In order to bring Interlaced Therapy™ to the bedside as quickly as possible, Tau’s strategy is to reposition a previously marketed T-type calcium channel blocker in Interlaced Therapy™ for the treatment of solid tumor cancers, beginning with brain cancer.
Mibefradil dihydrochloride (mibefradil) is Tau’s repurposed drug, a T-type calcium channel blocker with a broad spectrum of anti-cancer potential. Mibefradil was used by hundreds of thousands of patients worldwide for the treatment of hypertension. It is a well-tolerated drug and was the first marketed T-type calcium channel blocker. It was marketed until 1998, when interactions with other drugs prevented its continued use for hypertension. For cancer patients, Tau believes these interactions will not prohibit approval or materially diminish the use of mibefradil. Tau has demonstrated the utility of mibefradil for Interlaced Therapy™ in a number of in vivo model systems.
Tau is currently studying mibefradil in a Phase I trial in normal healthy volunteers. A Phase Ib dose finding trial of mibefradil in patients with recurrent high-grade glioma is being conducted with the National Cancer Institute.

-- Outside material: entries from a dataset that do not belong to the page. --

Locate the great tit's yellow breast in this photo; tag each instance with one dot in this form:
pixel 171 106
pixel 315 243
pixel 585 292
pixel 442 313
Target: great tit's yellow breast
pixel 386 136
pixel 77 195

In collaboration with the Preston Robert Tisch Brain Tumor Center at Duke University and with support from the Accelerate Brain Cancer Cure Foundation, Tau has investigated Interlaced Therapy™ in animal models of glioblastoma multiforme (GBM), the most common form of brain cancer, using mibefradil in sequence with temozolomide, the standard of care chemotherapy for GBM. Mibefradil was given prior to temozolomide to arrest and synchronize cancer cells just prior to the S phase, the phase of the cell cycle in which cancer cells are susceptible to temozolomide. This administration of mibefradil caused the cancer cells to hold in place just prior to the S phase of the cell cycle. Mibefradil was then withdrawn and temozolomide was given. The withdrawal of mibefradil allowed the bolus of cancer cells to enter S phase, the point at which they are vulnerable to temozolomide’s toxicity.

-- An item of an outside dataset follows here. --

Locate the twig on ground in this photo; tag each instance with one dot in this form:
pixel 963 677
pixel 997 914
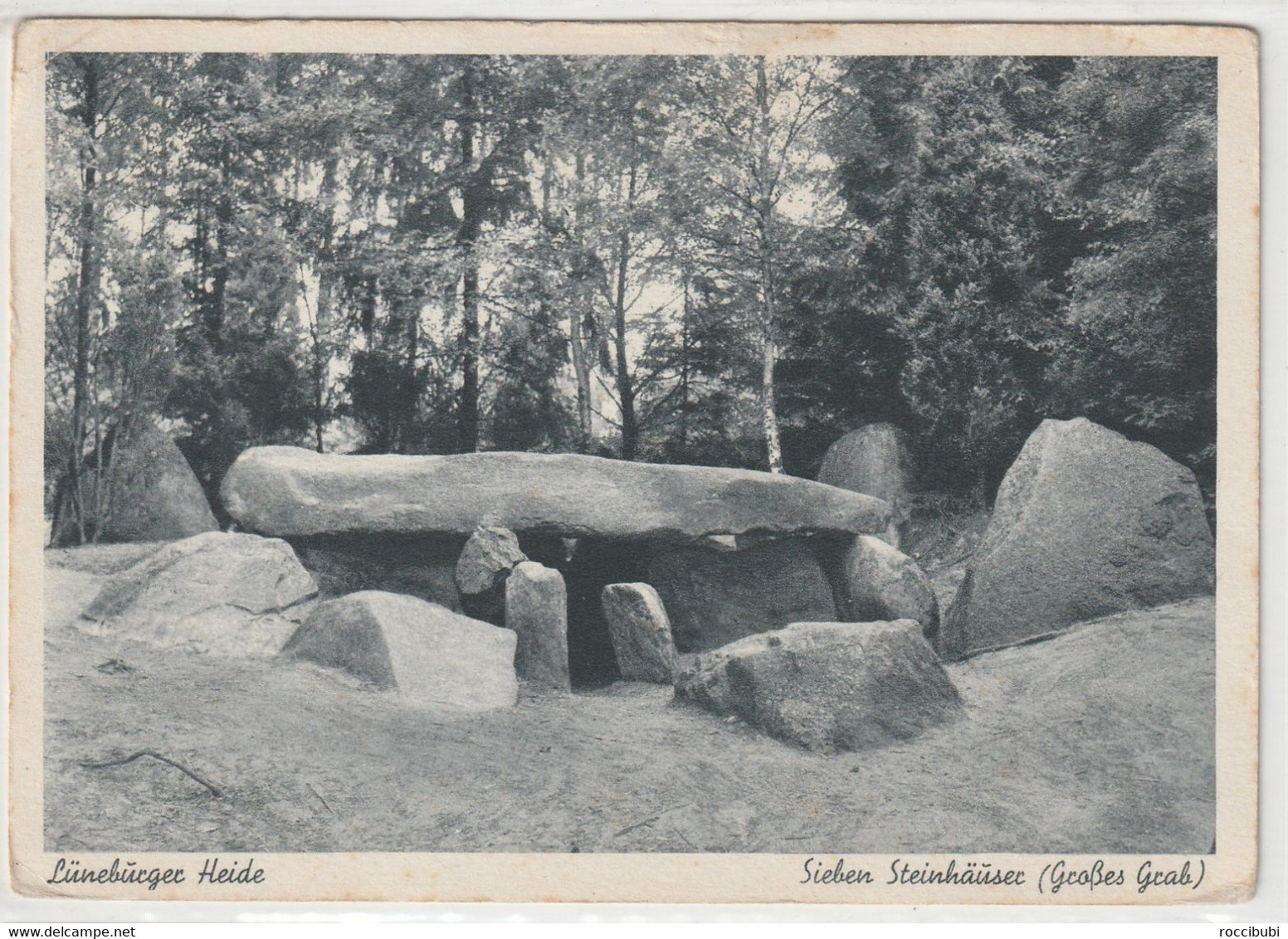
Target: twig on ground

In extensive preclinical studies of Interlaced Therapy™ with mibefradil at Duke University, human GBM tumor cell lines implanted both subcutaneously and intracranially in immunocompromised mice produced outstanding results, including a dramatic increase in lifespan.

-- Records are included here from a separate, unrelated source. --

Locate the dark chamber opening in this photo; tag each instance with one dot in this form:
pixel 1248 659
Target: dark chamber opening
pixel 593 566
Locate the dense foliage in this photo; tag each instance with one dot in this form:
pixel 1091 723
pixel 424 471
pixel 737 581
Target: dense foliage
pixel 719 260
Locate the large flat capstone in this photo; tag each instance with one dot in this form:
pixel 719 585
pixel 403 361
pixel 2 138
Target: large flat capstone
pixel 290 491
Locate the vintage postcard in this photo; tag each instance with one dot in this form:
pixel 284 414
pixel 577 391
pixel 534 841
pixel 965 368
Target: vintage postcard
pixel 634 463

One of the key elements of Interlaced Therapy™ with mibefradil is its ability to overcome temozolomide resistance. Temozolomide alkylates DNA, causing damage that can be repaired by methylguanine methyltransferase (MGMT) among other pathways. Over half of patients with brain cancer have expression of MGMT at the time of diagnosis, causing their cancers to be resistant to therapy with temozolomide. In animal models, Interlaced Therapy™ overcomes temozolomide resistance by limiting the time available for DNA repair.